The finding that TLR3 is also expressed on the cell surface of macrophages and fibroblast cells indicates that TLR3 also recognizes extracellular dsRNA released after lysis of cells in later stages of viral infection. In addition, recognition of viral ssRNA and DNA by endosomally located TLR7-TLR8 and TLR9 in pDCs activates the MyD88-IRAK1-IRF7 pathway and leads to the induction of type I interferon production. It is becoming increasingly apparent that host cells have multiple defensive mechanisms that can eliminate viruses through recognition of various viral PAMPs. Conversely, viruses have developed immune evasion mechanisms specifically targeting those pathways. Further understanding of the mechanisms of virus recognition by those receptors and the mechanisms by which those pathways are controlled will probably result in therapeutically useful tools in the fight against infectious diseases caused by many viruses.
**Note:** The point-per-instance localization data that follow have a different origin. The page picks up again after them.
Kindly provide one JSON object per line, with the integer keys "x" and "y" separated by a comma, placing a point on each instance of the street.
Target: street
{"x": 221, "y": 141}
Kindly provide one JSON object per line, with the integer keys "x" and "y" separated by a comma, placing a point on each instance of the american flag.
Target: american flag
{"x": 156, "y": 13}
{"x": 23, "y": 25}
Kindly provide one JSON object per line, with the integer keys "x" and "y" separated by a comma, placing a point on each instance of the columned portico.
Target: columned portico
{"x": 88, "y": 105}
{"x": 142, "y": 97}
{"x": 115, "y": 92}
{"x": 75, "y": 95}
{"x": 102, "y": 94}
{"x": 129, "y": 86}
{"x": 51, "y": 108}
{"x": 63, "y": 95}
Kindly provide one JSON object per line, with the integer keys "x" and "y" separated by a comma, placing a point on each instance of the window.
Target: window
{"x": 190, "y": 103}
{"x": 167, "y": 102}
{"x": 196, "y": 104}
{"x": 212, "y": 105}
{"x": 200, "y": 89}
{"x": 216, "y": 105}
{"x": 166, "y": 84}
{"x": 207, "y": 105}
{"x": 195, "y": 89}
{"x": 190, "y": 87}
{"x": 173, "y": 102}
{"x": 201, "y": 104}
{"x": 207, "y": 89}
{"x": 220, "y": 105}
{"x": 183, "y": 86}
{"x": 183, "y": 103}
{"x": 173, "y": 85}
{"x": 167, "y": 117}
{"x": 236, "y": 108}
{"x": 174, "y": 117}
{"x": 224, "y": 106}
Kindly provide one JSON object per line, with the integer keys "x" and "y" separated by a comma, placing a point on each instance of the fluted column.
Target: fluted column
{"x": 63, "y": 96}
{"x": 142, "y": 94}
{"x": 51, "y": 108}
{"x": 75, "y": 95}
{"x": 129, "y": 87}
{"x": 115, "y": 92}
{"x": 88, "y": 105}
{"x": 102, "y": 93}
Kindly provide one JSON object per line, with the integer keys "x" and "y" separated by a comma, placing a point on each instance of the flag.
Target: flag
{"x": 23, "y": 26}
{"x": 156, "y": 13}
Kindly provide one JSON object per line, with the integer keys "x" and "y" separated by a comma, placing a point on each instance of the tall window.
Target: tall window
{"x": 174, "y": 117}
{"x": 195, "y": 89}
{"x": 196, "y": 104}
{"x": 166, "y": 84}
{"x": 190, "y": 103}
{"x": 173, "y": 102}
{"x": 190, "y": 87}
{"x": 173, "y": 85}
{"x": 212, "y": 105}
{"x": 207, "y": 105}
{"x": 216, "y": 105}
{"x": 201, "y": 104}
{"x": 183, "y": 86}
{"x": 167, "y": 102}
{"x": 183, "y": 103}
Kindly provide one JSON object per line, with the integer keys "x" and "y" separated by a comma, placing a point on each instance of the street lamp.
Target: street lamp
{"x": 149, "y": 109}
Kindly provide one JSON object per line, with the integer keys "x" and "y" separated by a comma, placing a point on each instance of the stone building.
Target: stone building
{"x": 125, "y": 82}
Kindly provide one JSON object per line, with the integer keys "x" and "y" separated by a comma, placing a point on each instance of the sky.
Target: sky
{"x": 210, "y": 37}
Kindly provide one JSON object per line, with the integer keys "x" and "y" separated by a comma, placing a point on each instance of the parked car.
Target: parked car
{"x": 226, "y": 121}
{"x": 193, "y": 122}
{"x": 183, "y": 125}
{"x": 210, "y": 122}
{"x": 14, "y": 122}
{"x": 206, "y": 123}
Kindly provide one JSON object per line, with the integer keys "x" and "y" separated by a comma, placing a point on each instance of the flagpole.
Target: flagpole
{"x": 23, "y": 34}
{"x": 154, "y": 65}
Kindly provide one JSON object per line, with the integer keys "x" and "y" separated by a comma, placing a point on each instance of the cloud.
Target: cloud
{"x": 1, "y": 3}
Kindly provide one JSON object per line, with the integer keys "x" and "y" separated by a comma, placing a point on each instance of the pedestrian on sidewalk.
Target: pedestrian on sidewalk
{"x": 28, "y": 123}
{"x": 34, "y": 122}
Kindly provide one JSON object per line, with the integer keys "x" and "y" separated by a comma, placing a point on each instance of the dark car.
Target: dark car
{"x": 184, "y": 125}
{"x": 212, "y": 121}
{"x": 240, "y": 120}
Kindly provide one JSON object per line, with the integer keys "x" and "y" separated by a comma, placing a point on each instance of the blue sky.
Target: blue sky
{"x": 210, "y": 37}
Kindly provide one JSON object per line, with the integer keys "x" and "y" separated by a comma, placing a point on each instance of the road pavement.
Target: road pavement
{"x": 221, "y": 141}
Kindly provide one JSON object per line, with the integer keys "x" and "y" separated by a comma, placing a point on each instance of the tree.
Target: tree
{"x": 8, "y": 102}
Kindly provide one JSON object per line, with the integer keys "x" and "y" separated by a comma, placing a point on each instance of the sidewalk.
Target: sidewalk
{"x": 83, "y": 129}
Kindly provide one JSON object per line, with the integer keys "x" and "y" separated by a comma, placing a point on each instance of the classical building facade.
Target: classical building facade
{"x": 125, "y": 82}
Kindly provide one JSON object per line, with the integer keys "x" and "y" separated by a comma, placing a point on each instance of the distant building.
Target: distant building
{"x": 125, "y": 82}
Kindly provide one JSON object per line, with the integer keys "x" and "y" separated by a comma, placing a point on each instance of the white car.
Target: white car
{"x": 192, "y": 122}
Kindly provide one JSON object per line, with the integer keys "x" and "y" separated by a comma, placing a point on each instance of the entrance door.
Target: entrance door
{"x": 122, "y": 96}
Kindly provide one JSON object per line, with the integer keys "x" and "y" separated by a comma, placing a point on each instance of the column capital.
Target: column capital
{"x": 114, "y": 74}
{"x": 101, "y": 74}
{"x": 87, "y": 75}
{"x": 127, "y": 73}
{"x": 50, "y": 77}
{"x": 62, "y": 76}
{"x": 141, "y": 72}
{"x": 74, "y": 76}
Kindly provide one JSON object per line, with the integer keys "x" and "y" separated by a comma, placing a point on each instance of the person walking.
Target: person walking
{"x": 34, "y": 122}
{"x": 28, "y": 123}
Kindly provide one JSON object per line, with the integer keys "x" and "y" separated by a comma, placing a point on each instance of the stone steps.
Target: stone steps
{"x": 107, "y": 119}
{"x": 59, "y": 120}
Type I interferon response and DC activation are induced when cells are exposed to DNA released by host damaged cells as well as pathogens. Aberrant induction of type I interferon is known to correlate with the pathogenesis of autoimmune diseases. For example, activation of DCs by chromatin–DNA–containing immunoglobulin G complexes is involved in the pathogenesis of systemic lupus erythematosus2. Whereas these complexes are collaboratively recognized by TLR9 and Fc receptors in pDCs, they also stimulate type I interferon induction by cDCs in a TLR-independent way84,85. Mice deficient in DNase II, a lysosomal DNase, accumulate undigested DNA in macrophages86. Such mice aberrantly produce IFN-β and interferon–inducible genes, which contributes to lethal anemia. However, the lethal anemia is prevented if the mice are crossed with type I interferon receptor–deficient mice but not when they are crossed with TLR9–deficient mice86, suggesting the possibility that undigested DNA stimulates a type I interferon response via a TLR9–independent mechanism. These observations suggest that an as-yet-unknown protein is responsible for detection of dsDNA in cytoplasm. Synthetic double-stranded B–form DNA or genomic DNA purified from bacteria, viruses or host cells activates DCs (including cDCs and pDCs) and fibroblasts when administered into cytosol, allowing cells to produce type I interferon and chemokines87. Such induction occurs independently of TLRs and RIG-I–Mda5 but is entirely dependent on TBK1 and IKKi87. Notably, IPS-1 is probably used in this pathway, as small interfering RNA for IPS-1 abrogates dsDNA-mediated activation of IRF3 and NF-κB87. Furthermore, reports have shown that IRF3 is activated by DNA-damaging reagents and that fibroblasts lacking RIP1 are unable to activate NF-κB in response to such reagents88,89. Thus, the dsDNA sensor probably uses signaling machinery similar to that in the RIG-I- and Mda5-mediated pathway (Fig. 3). The identification of a receptor for DNA detection may not only shed light on the mechanism of DNA virus recognition in the cytoplasm and the pathogenesis of autoimmune diseases and tumors but also assist in the development of powerful adjuvants or DNA vaccines for the treatment of infectious diseases.